New Land Use Commission Brings Hope
Everyone knows that giant bulldozers and hungry chainsaws are destroying BC’s coastal wilderness at a very rapid rate. But no one could say how much of BC’s ancient temperate rainforest remains, that is, until a few months ago when Conservation International / Ecotrust and Earthlife Canada released the results of their survey of coastal watersheds.
The study shows that of the 354 primary watersheds greater than 5,000 ha along BC’s coast, only 20 percent are pristine and 13 percent are slightly modified by man. Sixty-seven percent have already been developed. Virtually all of the larger watersheds (there are 25 over 100,000 ha) are well along the road to complete development. Only the Kitlope, found in the north-coast region, survives untouched.
These statistics alone do not reveal the extent of the loss of ancient forest biodiversity that has already occurred in BC. What’s already been lost, and can never, ever, be recovered, comes into sharper focus when the locations of these remaining undeveloped watersheds are compared to the BC Ministry of Environments map depicting the ecologically distinct coastal forest regions. The ancient temperate rainforests are of similar weave, but not of the same fabric. Ecologists have identified 16 different coastal rainforest subtypes, primarily the product of climate differences. While sharing many species in common, each region has unique features and has, or had at one time, unique species, especially in the insect realm.
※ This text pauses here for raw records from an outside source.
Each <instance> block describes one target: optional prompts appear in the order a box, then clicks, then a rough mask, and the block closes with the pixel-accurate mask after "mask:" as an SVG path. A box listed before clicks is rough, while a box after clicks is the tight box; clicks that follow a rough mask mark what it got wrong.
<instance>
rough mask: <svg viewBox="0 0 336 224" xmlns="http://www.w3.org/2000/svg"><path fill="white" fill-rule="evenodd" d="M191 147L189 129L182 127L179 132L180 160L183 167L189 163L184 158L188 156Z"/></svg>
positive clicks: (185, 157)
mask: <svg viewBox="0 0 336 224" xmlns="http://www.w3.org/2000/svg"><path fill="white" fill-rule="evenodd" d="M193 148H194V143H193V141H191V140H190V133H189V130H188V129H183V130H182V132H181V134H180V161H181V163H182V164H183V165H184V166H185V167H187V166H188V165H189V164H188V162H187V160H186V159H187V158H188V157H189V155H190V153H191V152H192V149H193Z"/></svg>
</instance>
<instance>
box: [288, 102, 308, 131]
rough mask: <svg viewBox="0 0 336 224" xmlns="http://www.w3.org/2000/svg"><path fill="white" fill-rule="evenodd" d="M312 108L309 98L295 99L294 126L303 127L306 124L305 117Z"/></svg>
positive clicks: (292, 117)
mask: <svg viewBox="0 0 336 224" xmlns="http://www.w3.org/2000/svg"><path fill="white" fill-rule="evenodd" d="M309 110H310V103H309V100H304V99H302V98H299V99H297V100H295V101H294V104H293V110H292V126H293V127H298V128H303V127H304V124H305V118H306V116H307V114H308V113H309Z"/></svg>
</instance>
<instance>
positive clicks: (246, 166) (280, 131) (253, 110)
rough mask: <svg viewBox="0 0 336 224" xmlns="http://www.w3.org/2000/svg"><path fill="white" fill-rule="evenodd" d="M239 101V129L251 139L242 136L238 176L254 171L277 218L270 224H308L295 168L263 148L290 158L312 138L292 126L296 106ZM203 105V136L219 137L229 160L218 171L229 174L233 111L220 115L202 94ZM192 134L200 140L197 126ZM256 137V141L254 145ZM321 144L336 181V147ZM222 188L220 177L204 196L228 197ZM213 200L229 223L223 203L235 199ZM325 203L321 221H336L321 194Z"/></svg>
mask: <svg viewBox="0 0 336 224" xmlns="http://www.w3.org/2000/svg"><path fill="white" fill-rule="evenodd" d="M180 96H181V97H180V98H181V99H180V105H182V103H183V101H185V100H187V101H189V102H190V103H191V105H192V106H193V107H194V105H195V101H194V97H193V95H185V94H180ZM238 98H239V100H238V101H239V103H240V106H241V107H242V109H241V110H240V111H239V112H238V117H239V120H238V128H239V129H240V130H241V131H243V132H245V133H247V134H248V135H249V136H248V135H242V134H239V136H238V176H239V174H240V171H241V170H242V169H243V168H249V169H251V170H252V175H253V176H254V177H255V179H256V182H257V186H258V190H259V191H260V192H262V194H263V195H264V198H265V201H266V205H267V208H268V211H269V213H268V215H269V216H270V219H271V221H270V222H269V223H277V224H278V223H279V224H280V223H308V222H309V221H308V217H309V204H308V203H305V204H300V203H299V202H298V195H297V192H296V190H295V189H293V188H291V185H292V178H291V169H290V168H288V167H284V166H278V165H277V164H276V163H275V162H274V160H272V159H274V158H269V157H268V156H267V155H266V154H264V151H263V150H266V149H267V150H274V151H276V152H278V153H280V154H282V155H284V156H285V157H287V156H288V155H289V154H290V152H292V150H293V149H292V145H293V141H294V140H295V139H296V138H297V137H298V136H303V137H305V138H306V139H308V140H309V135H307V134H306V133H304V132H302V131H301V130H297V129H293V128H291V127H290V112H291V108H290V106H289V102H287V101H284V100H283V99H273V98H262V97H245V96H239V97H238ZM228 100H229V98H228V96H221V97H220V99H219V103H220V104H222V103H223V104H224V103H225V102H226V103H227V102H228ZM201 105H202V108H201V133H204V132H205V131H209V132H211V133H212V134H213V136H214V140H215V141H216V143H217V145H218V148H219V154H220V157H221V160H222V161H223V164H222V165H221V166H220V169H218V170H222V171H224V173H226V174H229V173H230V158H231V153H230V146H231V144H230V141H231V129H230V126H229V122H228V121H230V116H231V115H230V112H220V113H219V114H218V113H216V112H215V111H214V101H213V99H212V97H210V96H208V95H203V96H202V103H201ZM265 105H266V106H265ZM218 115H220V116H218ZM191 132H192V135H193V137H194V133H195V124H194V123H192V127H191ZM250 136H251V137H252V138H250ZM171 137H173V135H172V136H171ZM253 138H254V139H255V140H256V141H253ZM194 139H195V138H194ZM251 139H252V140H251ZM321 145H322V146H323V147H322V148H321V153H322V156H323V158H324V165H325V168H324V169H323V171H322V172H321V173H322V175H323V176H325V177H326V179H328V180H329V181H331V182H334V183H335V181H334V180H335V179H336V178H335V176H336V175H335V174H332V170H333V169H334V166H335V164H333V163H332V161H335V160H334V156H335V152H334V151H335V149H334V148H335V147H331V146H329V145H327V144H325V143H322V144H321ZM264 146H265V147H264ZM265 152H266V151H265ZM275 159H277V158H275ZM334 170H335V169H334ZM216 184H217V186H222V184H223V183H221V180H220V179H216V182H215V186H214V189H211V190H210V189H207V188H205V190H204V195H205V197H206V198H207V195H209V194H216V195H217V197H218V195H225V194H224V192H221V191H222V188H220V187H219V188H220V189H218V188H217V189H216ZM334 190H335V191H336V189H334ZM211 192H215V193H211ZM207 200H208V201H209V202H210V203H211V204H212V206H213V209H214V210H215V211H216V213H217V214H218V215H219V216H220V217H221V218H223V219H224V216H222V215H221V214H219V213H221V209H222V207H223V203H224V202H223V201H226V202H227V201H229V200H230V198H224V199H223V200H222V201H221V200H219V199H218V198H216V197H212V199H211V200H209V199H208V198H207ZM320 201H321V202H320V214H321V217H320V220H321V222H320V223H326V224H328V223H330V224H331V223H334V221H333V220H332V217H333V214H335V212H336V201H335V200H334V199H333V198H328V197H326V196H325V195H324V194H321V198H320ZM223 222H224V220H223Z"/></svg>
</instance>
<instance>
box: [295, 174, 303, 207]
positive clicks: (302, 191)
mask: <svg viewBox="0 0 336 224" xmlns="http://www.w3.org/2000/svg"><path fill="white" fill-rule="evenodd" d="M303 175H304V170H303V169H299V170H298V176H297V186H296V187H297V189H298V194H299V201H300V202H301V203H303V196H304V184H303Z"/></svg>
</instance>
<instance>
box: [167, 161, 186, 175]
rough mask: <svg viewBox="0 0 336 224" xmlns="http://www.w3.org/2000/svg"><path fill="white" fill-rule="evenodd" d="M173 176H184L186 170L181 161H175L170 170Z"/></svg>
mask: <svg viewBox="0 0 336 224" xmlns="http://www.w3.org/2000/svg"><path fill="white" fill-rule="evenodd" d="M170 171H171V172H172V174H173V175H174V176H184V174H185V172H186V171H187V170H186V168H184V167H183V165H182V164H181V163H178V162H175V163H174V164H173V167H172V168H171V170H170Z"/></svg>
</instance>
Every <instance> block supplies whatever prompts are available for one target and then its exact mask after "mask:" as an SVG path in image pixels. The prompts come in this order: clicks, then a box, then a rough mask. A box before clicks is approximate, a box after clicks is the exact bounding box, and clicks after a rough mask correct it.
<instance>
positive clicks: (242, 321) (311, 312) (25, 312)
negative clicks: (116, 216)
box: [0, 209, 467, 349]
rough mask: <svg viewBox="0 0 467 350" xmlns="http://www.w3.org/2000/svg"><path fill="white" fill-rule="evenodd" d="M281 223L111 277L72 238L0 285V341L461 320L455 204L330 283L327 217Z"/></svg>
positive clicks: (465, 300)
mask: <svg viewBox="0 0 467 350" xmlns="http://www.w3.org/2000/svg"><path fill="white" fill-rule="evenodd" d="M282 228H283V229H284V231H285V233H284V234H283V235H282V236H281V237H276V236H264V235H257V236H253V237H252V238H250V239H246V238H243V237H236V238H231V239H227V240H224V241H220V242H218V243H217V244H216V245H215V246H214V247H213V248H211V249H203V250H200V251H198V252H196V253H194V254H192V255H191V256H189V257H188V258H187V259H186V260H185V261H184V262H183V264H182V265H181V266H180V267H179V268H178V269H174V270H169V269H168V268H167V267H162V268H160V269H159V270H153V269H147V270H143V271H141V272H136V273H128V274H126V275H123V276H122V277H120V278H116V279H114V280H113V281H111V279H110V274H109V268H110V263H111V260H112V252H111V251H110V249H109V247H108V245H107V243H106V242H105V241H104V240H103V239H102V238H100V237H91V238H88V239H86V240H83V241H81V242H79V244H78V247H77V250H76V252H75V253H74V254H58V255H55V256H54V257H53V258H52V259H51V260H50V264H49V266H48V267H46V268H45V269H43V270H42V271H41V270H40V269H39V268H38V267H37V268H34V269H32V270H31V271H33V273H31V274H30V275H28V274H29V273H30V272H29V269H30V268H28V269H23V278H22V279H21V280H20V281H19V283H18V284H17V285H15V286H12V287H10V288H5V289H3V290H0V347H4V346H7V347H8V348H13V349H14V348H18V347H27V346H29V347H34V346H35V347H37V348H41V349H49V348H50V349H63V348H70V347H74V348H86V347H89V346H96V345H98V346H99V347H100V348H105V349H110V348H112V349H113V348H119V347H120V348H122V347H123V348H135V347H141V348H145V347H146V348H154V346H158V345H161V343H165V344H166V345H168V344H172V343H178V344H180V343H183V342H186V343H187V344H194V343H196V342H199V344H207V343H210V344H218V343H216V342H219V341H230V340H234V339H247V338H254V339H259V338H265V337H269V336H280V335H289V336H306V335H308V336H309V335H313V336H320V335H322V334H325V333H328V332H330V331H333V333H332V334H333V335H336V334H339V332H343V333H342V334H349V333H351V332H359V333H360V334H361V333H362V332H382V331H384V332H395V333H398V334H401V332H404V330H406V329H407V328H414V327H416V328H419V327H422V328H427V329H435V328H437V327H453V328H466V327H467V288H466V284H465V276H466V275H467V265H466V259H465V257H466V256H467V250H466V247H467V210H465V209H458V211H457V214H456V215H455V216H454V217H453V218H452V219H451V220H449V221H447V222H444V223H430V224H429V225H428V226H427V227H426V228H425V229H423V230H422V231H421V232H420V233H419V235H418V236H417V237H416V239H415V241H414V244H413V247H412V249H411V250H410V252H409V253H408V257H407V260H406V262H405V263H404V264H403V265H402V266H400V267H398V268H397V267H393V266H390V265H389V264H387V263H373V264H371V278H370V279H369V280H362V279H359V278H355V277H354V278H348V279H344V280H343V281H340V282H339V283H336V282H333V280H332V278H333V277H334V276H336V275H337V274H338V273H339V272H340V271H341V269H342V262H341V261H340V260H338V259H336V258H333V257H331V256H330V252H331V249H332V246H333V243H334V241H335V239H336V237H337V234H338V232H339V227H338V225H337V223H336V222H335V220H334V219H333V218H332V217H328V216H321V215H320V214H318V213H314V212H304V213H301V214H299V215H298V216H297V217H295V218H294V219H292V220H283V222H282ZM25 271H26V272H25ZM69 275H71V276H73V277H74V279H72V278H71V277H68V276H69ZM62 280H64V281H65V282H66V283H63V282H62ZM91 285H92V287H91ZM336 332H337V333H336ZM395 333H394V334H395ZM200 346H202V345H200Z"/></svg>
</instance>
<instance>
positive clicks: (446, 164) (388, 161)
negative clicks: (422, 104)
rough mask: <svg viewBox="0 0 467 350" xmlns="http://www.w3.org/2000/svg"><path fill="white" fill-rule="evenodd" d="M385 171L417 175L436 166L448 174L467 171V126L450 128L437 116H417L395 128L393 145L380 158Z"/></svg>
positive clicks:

Today, only 7 of BC’s 16 temperate rainforest ecoregions still contain wild primary watersheds. And conservation opportunities to protect whole watersheds in these 7 regions will soon be lost, too, unless conservationists are able to make the case for wild watershed preservation strongly enough to the newly created Commission on Resources and the Environment (CORE), headed by former ombudsman Stephen Owen. This commission has an important job to do and it is the duty of every environmentalist and conservationist to participate. A strategy to save an adequate number of wild watersheds and conserve our temperate rainforest heritage must include:
- Protecting representative samples of the different types of natural salmon streams – essential to the conservation of wild salmon stocks.
- The enactment of an Endangered Species Act that protects species’ natural habitat as well as individual members of that species.
- An industrial strategy on the lands not set aside for protection that is truly ecologically sustainable and that enhances the jobs-per-tree-cut ratio, so that the future productive capacity of the land is not compromised for short term profits.
- Land use designations such as tribal heritage areas and tribal parks that protect watersheds and ancient temperate rainforest areas while allowing low-impact native use. The Haisla Declaration on the Kitlope is a good model.
- Protection of ecologically representative wild watersheds in as large, contiguous units as possible, in every distinct ecoregion.